В период революционного правительства он близок к Шометту, борьба которого с религией, в сущности, целиком отвечает его крайним взглядам. Во время термидоровской реакции он поддается общему поветрию и присоединяет свой голос к хору завываний против террора, против Робеспьера, забывая о своем сочувствии беспощадной борьбе с внутренними врагами республики и помня только о частных расхождениях с великим вождем якобинцев. Вспомним, впрочем, что и сам Бабеф и многие другие будущие «равные» также приветствовали переворот 9 термидора, не распознав сразу его контр-революционной природы.
А затем мы его видим среди самых решительных участников Заговора Равных, членом Тайной Директории, отдающим делу социальной революции свой незаурядный ум и свое перо журналиста и поэта. Этот философ-революционер ставил на карту свою жизнь, и только случайной неосведомленностью правительства можно объяснить то, что он не был арестован.
Выше было уже упомянуто, что Сильвен Марешаль был автором «Манифеста Равных», служившего как бы неофициальной программой заговорщиков и являющегося самым полным выражением их стремлений. Этот замечательный исторический документ в то же время полностью выражает и мировоззрение его автора {«Манифест равных» приведен у Буонаротти «Гракх Бабеф и Заговор равных», стр. 69—74.}.

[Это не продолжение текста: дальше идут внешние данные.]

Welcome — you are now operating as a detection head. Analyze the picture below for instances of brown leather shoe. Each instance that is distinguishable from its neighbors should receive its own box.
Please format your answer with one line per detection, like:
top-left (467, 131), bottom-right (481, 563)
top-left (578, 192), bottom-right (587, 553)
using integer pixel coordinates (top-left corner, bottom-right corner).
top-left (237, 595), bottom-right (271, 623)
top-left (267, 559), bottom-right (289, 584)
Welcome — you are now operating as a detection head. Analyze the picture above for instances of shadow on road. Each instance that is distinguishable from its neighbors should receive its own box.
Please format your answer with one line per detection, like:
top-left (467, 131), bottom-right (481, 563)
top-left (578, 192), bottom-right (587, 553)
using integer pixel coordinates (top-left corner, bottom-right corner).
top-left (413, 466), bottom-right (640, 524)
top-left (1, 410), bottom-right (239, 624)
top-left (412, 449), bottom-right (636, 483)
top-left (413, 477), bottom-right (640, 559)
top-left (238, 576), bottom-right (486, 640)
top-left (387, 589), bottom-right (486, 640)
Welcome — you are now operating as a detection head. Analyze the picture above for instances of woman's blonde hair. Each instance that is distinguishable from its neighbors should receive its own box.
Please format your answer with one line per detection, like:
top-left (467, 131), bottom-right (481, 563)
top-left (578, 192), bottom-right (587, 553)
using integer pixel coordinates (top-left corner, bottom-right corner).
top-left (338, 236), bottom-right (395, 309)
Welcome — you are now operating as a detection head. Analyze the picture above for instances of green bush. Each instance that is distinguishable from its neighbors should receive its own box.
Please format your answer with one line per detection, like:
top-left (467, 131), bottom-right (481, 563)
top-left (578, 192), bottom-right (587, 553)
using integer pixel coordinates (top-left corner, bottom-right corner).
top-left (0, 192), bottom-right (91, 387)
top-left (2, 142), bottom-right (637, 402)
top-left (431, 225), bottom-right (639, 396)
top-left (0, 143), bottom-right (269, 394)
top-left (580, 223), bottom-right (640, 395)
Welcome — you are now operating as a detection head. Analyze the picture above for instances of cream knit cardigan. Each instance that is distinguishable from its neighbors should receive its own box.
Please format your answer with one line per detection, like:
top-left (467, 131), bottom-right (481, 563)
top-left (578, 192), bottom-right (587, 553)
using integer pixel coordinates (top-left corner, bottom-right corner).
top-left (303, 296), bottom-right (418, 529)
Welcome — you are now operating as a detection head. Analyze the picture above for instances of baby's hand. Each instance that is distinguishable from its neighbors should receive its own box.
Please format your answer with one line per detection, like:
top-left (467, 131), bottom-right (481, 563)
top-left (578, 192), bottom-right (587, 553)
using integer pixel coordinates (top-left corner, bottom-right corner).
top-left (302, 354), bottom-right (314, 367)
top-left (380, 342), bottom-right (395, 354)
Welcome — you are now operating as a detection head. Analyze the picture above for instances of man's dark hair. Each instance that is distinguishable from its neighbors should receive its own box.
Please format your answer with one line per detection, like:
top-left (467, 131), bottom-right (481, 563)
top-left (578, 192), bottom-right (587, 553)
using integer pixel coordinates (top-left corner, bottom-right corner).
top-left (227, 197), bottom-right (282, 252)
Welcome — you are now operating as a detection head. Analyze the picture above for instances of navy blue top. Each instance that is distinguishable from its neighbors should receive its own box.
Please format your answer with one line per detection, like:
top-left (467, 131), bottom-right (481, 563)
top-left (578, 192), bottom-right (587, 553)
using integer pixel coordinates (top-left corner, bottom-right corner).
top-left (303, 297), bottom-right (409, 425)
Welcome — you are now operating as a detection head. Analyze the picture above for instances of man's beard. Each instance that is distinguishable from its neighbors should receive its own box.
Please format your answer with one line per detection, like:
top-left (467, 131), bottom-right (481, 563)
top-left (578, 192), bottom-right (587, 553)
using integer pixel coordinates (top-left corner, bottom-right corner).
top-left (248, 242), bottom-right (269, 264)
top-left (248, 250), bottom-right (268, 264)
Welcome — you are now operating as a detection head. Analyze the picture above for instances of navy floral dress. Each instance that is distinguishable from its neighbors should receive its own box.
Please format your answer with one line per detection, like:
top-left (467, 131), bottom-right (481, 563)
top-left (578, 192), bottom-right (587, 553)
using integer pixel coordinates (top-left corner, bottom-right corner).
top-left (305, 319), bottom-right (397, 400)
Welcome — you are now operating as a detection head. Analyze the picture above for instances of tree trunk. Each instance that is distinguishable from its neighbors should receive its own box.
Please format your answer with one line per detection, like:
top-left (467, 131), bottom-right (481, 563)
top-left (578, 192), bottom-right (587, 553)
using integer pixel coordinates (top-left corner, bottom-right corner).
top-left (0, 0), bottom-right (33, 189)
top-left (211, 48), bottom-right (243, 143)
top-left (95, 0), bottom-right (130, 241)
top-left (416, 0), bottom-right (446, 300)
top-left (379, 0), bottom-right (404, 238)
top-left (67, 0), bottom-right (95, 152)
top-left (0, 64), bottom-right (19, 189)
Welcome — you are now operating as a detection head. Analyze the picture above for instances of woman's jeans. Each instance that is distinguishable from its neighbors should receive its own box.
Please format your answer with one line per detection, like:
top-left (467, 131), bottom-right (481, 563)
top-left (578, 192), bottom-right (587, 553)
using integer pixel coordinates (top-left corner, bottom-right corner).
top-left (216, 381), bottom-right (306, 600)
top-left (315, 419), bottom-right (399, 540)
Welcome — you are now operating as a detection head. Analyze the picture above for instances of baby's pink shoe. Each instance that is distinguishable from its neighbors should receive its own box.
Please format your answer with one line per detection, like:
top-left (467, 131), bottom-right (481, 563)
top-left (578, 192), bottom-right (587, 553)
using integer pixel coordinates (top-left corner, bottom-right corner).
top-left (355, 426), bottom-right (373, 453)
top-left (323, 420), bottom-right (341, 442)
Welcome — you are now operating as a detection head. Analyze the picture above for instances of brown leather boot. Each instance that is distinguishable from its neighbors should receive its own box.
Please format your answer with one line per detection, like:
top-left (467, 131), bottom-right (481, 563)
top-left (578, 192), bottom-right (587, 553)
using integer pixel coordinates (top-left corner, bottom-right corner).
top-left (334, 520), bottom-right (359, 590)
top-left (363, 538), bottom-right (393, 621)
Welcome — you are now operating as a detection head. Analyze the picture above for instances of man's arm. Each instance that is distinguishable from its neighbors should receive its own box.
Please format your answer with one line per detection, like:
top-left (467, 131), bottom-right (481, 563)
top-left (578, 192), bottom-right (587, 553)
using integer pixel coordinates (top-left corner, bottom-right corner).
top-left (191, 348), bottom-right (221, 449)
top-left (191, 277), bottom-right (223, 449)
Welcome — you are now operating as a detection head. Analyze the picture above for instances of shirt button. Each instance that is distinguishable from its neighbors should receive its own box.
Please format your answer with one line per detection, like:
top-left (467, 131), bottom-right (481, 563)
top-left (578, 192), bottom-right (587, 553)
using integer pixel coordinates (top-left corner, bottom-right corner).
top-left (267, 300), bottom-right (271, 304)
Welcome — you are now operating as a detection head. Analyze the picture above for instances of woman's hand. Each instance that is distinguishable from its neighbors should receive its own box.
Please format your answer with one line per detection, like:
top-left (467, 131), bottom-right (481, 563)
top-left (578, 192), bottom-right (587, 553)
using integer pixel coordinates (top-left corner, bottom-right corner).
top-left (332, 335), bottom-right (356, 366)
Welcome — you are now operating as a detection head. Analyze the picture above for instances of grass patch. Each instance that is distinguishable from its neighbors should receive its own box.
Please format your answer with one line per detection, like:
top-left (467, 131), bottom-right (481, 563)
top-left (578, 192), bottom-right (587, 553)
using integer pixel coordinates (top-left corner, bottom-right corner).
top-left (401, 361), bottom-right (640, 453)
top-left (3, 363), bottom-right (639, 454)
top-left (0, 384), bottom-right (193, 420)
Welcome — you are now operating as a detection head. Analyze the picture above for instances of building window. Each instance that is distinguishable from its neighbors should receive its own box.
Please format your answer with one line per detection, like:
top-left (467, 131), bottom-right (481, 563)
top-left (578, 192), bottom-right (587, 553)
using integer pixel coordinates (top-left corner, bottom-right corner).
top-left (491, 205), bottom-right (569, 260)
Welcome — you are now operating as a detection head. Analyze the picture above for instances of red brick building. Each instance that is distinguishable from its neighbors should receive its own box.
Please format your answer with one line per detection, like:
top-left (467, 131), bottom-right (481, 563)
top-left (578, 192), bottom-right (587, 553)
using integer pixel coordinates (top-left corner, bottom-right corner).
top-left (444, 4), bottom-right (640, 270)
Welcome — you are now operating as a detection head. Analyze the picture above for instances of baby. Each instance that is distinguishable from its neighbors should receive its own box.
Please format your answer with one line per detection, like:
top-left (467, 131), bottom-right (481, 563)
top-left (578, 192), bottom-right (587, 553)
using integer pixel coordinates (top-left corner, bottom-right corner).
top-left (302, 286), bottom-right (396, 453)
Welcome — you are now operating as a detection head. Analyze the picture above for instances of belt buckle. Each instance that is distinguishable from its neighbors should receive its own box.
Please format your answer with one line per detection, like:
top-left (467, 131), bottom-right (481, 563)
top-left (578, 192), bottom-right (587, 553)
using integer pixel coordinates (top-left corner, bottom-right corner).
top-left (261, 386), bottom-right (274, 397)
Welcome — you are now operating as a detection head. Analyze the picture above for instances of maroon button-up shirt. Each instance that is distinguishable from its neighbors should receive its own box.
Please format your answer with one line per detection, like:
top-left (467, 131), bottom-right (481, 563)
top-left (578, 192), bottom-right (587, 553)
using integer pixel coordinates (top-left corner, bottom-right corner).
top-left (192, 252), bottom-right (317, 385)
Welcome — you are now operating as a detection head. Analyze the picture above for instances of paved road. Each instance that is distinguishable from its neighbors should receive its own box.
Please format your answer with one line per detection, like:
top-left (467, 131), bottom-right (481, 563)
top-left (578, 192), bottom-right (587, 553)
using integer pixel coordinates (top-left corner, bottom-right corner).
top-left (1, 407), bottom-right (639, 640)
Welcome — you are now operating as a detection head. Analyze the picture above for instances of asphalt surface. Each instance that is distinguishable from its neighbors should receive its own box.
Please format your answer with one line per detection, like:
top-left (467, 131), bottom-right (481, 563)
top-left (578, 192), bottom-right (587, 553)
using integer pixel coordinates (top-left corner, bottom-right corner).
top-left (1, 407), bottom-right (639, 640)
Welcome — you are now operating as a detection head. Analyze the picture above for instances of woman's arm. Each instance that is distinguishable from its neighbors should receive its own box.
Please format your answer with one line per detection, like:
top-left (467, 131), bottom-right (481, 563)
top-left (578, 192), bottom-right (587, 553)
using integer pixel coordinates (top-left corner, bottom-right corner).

«Фактическое равенство является конечной целью социального строительства». Эти слова, принадлежащие Кондорсэ, служат эпиграфом к Манифесту. Равенство, по Марешалю, — это первое требование природы, первая потребность человека и основное звено всякого общественного союза. Но вопрос ставится не об юридическом равенстве, записанном в Декларации прав. «С незапамятных времен нам лицемерно твердят: люди равны. И с незапамятных времен над человеческим родом нагло тяготеет самое унизительное и самое чудовищное неравенство». Нам нужно действительное равенство. «Французская революция — только предтеча другой более великой и более величественной революции, которая будет уже последней». Это — революция социалистическая, «истиная революция». Дело идет вовсе не об аграрном законе, который представляется теперь Марешалю требованием скорее инстинкта, нежели разума. «Мы стремимся, — говорит он, — к более высокой и более справедливой цели, а именно: к коллективной собственности. Долой частную собственность на землю! Земля — ничья!». Плоды земные должны принадлежать всем. Возмутительное деление на богатых и бедных, на знатных и простых, на господ и слуг, на правящих и управляемых должно, наконец, исчезнуть. Только возраст и пол могут образовать различия между людьми. «У всех людей одинаковые потребности и одинаковые способности, — вслед за Гельвецием утверждает Марешаль, — пусть же воспитание и пропитание будут у них тоже одинаковыми».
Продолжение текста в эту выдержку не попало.